Edit Distance
The naive algorithm to compute the edit-distance of two strings (sequences) runs in time that is exponential in terms of the string length:
Distance = lambda A. lambda B.
if null A then length B
else if null B then length A
else
let As = tl A, Bs = tl B
in if hd A = hd B then Distance As Bs
else 1 + min (Distance As Bs)
(min (Distance As B)
(Distance A Bs))
The well-known dynamic programming algorithm (DPA) avoids doing repeated work by storing partial results in an array or other data-structure. This reduces the time complexity to O(|A|*|B|) where the two strings are A and B, e.g.:
Distance = lambda A. lambda B.
let rec
Rows = (0 :: count hd Rows B) {the first row }
:: EachRow A hd Rows {the other rows},
EachRow = lambda A. lambda lastrow.
if null A then nil
else
let rec
Ach = hd A,
DoRow = lambda B. lambda NW. lambda W. {NW N}
if null B then nil {W .}
else
let N = tl NW
in let me = if Ach = hd B then hd NW
else 1 + min W (min hd N hd NW)
in me :: DoRow tl B tl NW me,
thisrow = (1 + hd lastrow)
:: DoRow B lastrow hd thisrow
in thisrow :: EachRow tl A thisrow
in last (last Rows)
If the strings, A and B, have a small edit-distance and are of length ~n then we can do better [All92] with an algorithm that takes O(n*D(A,B)) time:
There are more λ-calculus examples here.
References
- [All92] Lloyd Allison,
'Lazy dynamic programming can be eager',
Information Processing Letters, 43, pp.207-212,
doi:10.1016/0020-0190(92)90202-7.
September 1992.
- And other publications.
And for the record, the last algorithm in Haskell:
module Edit_IPL_V43_N4 (d) where
-- compute the edit distance of sequences a and b [All92].
d a b =
let
-- diagonal from the top-left element
mainDiag = oneDiag a b (head uppers) ( -1 : (head lowers))
-- diagonals above the mainDiag
uppers = eachDiag a b (mainDiag : uppers)
-- diagonals below the mainDiag
lowers = eachDiag b a (mainDiag : lowers) -- !

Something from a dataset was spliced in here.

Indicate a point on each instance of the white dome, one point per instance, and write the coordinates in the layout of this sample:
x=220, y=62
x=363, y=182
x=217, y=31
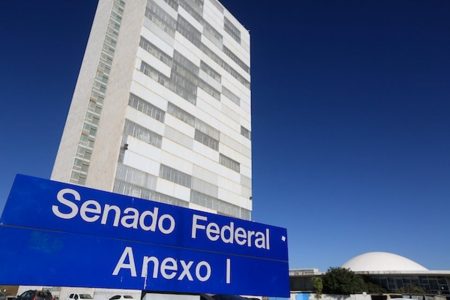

oneDiag a b diagAbove diagBelow = -- \ \ \
let -- \ \ \
doDiag [] b nw n w = [] -- \ nw n
doDiag a [] nw n w = [] -- \ \
doDiag (a:as) (b:bs) nw n w = -- w me
let me = if a==b then nw -- dynamic programming DPA
else 1+min3 (head w) nw (head n)
in me : (doDiag as bs me (tail n) (tail w))
firstelt = 1+(head diagBelow)
thisdiag =
firstelt:(doDiag a b firstelt diagAbove (tail diagBelow))
in thisdiag
min3 x y z =
-- see L. Allison, Lazy Dynamic-Programming can be Eager
-- Inf. Proc. Letters 43(4) pp207-212, Sept' 1992
if x < y then x else min y z -- makes it O(|a|*D(a,b))
-- min x (min y z) -- makes it O(|a|*|b|)
-- the fast one does not always evaluate all three values.
eachDiag a [] diags = []
eachDiag a (b:bs) (lastDiag:diags) =
let nextDiag = head(tail diags)
in (oneDiag a bs nextDiag lastDiag):(eachDiag a bs diags)
-- which is the diagonal containing the bottom R.H. elt?
lab = (length a) - (length b)
in last( if lab == 0 then mainDiag
else if lab > 0 then lowers !! ( lab-1)
else uppers !! (-lab-1) )
-- module under Gnu 'copyleft' GPL General Public Licence.